3. **download_snapchat()** (line ~1320)
   - Service name: `'snapchat'`
   - Common errors: Cloudflare, timeouts

4. **download_tiktok()** (line ~1364)
   - Service name: `'tiktok'`
   - Common errors: Rate limits, geo-blocks

5. **download_forums()** (line ~1442)
   - Service name: `'forums'`
   - Common errors: Authentication, Cloudflare

## Testing

### Manual Testing (No Monitoring)

```bash
# Manual runs don't trigger monitoring
sudo media-downloader --platform snapchat
# Health monitor inactive - no tracking
```

### Scheduler Testing (With Monitoring)

```bash
# Start scheduler (monitoring active)
sudo systemctl start media-downloader

# Check health state
cat /opt/media-downloader/database/service_health.json

# Check logs for monitoring activity
tail -f /opt/media-downloader/logs/*.log | grep "Service health"
```

### Simulate Failure

1. Stop FlareSolverr: `docker stop flaresolverr`
2. Run scheduler - service will fail
3. Check after 3 failures - notification should be sent
4. Check cooldown - no notification for 24 hours
5. Start FlareSolverr: `docker start flaresolverr`
6. Run scheduler - service recovers, counter resets

## Benefits

✅ **Early Warning** - Know immediately when services are stuck
✅ **No Spam** - Single daily notification per service
✅ **Actionable** - Shows specific failure reason
✅ **Auto-Recovery** - Stops alerting when fixed
✅ **Historical Data** - Track failure/success patterns
✅ **Granular Control** - Enable/disable per service

## Troubleshooting

**Not receiving notifications:**
- Check `service_monitoring.enabled` is `true`
- Check service-specific `monitor` and `notify` settings
- Verify Pushover credentials in config
- Confirm running in scheduler mode (not manual)
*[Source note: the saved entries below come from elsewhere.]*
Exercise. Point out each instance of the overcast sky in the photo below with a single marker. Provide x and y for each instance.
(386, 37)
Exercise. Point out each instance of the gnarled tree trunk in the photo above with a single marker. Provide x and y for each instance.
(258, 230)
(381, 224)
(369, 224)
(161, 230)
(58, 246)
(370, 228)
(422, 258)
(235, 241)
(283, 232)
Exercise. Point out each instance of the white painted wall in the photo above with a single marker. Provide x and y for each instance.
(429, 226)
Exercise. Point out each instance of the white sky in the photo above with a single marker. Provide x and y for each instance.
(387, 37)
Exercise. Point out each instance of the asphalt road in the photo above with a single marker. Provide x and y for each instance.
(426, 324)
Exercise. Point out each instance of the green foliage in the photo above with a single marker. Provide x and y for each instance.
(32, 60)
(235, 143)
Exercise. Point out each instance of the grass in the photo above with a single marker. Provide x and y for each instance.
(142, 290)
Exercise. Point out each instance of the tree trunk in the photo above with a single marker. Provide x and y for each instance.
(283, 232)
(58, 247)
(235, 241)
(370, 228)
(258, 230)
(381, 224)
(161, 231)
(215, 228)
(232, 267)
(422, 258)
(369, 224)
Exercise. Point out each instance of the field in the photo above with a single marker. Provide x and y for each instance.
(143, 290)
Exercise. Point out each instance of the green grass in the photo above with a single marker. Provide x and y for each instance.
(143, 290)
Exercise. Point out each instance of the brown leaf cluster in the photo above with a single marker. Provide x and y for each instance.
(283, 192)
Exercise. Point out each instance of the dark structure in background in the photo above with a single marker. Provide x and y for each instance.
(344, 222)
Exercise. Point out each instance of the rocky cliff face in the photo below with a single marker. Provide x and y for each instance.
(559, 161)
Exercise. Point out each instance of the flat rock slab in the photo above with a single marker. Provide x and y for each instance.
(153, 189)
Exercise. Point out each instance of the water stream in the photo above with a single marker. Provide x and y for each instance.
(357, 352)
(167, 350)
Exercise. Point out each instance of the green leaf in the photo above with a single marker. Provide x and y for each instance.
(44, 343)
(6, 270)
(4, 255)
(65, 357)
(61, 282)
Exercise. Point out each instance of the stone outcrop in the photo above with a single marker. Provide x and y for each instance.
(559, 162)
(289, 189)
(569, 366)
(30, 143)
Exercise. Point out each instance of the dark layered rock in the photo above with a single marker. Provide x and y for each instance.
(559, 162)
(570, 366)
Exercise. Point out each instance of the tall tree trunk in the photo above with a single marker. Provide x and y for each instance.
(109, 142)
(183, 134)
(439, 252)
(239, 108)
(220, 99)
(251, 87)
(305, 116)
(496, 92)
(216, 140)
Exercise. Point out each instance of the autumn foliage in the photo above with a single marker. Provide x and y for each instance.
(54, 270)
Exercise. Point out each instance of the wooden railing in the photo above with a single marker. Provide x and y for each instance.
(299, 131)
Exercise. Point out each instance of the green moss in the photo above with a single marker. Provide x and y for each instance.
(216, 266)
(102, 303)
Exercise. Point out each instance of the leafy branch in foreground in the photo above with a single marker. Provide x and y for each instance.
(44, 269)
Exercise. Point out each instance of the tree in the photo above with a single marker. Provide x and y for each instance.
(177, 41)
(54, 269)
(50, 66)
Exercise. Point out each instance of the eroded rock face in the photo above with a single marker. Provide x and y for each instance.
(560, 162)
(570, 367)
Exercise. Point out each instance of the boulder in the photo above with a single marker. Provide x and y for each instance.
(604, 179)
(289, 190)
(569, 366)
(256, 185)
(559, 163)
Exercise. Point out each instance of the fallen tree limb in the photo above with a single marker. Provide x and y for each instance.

**Too many notifications:**
- Increase `notification_cooldown_hours`
- Increase `failure_threshold`
- Disable specific services with `notify: false`

**Service marked stuck incorrectly:**
- Increase `failure_threshold` (default: 3)
- Check if service is actually failing
- Review failure logs

**Reset service state:**
```python
from modules.service_health_monitor import ServiceHealthMonitor
monitor = ServiceHealthMonitor()
monitor.reset_service('fastdl')
```

## Future Enhancements

- Web dashboard showing service health
- Daily digest emails/notifications
- Success rate metrics
- Escalation after extended downtime
- Integration with monitoring tools (Grafana, etc.)